Development Description

  • Prerequisites

    A datasource connection has been created and bound to a queue on the DLI management console.

    Note

    Hard-coded or plaintext passwords pose significant security risks. To ensure security, encrypt your passwords, store them in configuration files or environment variables, and decrypt them when needed.

  • Code implementation

    1. Import dependencies.

      • Maven dependency involved

        <dependency>
          <groupId>org.apache.spark</groupId>
          <artifactId>spark-sql_2.11</artifactId>
          <version>2.3.2</version>
        </dependency>
        
      • Import dependency packages.

        import org.apache.spark.sql.SparkSession;
        
    2. Create a session.

      SparkSession sparkSession = SparkSession.builder().appName("datasource-rds").getOrCreate();
      
  • Connecting to data sources through SQL APIs

    • Create a table to connect to an RDS data source and set connection parameters.

      sparkSession.sql(
        "CREATE TABLE IF NOT EXISTS dli_to_rds USING JDBC OPTIONS (
           'url'='jdbc:mysql://to-rds-1174404209-cA37siB6.datasource.com:3306',  // Set this parameter to the actual URL.
           'dbtable'='test.customer',
           'user'='root',  // Set this parameter to the actual user.
           'password'='######',  // Set this parameter to the actual password.
           'driver'='com.mysql.jdbc.Driver')")
      

      For details about the parameters for creating a table, see Table 1.

    • Insert data.

      sparkSession.sql("insert into dli_to_rds values (1,'John',24)");
      
    • Query data.

      sparkSession.sql("select * from dli_to_rd").show();
      

      Response

      image1

  • Submitting a Spark job

    1. Generate a JAR package based on the code and upload the package to DLI.
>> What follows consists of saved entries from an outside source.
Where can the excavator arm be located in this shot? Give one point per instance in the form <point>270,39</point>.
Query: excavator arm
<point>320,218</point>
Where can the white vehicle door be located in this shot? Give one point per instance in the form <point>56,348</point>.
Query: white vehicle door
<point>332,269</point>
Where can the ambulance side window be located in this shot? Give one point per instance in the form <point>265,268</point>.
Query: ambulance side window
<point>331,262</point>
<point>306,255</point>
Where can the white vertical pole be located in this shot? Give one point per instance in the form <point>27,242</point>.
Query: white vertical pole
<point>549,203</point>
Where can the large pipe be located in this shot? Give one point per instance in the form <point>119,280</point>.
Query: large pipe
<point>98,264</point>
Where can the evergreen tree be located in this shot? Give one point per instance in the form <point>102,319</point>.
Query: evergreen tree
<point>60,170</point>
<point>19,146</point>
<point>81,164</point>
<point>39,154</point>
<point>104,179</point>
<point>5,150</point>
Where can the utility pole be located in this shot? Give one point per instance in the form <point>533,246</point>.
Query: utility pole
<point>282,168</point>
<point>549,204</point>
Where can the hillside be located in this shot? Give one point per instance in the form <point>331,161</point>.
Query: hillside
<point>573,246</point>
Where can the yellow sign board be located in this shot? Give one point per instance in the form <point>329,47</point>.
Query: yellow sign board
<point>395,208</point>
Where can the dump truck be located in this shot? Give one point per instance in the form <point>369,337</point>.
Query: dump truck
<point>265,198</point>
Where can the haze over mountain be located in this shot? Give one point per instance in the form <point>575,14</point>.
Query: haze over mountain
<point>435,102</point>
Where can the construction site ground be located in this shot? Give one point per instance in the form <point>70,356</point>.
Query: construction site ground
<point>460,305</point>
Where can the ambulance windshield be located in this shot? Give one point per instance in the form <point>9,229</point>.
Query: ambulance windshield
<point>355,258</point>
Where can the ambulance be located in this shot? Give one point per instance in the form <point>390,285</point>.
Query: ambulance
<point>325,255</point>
    2. In the Spark job editor, select the corresponding dependency module and execute the Spark job.

    3. After the Spark job is created, click Execute in the upper right corner of the console to submit the job. If the message "Spark job submitted successfully." is displayed, the Spark job is successfully submitted. You can view the status and logs of the submitted job on the Spark Jobs page.

      Note

      • If the Spark version is 2.3.2 (will be offline soon) or 2.4.5, specify the Module to sys.datasource.rds when you submit a job.

      • If the Spark version is 3.1.1, you do not need to select a module. Configure Spark parameters (--conf).

        spark.driver.extraClassPath=/usr/share/extension/dli/spark-jar/datasource/rds/*

        spark.executor.extraClassPath=/usr/share/extension/dli/spark-jar/datasource/rds/*

Complete Example Code

Connecting to data sources through SQL APIs

import org.apache.spark.sql.SparkSession;

public class java_rds {

    public static void main(String[] args) {
        SparkSession sparkSession = SparkSession.builder().appName("datasource-rds").getOrCreate();

        // Create a data table for DLI-associated RDS
        sparkSession.sql("CREATE TABLE IF NOT EXISTS dli_to_rds USING JDBC OPTIONS ('url'='jdbc:mysql://192.168.6.150:3306','dbtable'='test.customer','user'='root','password'='**','driver'='com.mysql.jdbc.Driver')");

        //*****************************SQL model***********************************
        //Insert data into the DLI data table
        sparkSession.sql("insert into dli_to_rds values(3,'Liu',21),(4,'Joey',34)");

        //Read data from DLI data table
        sparkSession.sql("select * from dli_to_rds");

        //drop table
        sparkSession.sql("drop table dli_to_rds");

        sparkSession.close();
    }
}